In my last congregation we experimented with some services where we actually ate a meal as part of the worship, what some scholars think the early church services were really like. We did something like that here in our Maundy Thursday service. In the church we like to eat together, all the dinners and coffee hours – so it can be powerful to eat together and worship all at the same time, and make that connection of what we’re doing clearer. But there are simpler ways to emphasize the physical experience: some churches might use real bread rather than wafers for communion, members of the congregation taking turns baking it. Some of you who spent time in churches that only used grape juice have commented on how real wine makes a difference for you. Kneeling alongside your fellow congregants might make it extra meaningful – and for others, standing to receive feels right. For me, drinking from the cup rather than intincting feels more meaningful; others feel differently. All of it is a personal choice. There’s no one right way to do it.

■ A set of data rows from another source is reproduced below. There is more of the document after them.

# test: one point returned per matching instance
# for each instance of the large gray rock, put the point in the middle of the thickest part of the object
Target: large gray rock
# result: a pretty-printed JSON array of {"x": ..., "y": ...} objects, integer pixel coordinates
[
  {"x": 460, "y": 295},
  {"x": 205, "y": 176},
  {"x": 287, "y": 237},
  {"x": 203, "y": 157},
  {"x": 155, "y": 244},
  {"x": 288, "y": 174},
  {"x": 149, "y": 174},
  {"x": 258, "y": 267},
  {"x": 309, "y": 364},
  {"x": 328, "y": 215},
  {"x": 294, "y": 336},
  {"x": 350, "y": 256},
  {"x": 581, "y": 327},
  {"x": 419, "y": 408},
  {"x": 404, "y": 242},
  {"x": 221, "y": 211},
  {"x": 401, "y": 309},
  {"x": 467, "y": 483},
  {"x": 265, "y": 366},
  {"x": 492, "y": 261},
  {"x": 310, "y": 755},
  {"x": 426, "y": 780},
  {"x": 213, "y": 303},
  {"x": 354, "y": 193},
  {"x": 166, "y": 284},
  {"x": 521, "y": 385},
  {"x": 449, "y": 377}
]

Ultimately why I think we return again and again to the Eucharist, in whatever form and with whatever words, is that its meaning is so central to our faith. God feeds us. God gives God’s very self to nourish us. God showed us how to live in Jesus, who broke bread with his friends just as we do with one another. Take, bless, break, give. It’s what we do when we share a meal. It’s what God did in Jesus. And it’s also what is meant to be done with our lives: we offer them to God, who takes them, blesses them, breaks them apart (maybe in ways that we don’t like), and shares them with others, all to nourish us and others. In other words, what we do in worship every week is a mirror, or is meant to be a mirror, of what we do in our lives. It is itself sacramental, all of it – physical actions and words spoken that express and nourish our experience of God. So as we experience it today, let it sink into you a bit more – hear the words, taste the wafer and the wine, eat with the wrong people. Open yourself again to God’s love for you and for the world. Because we all need it, all of us, over and over again.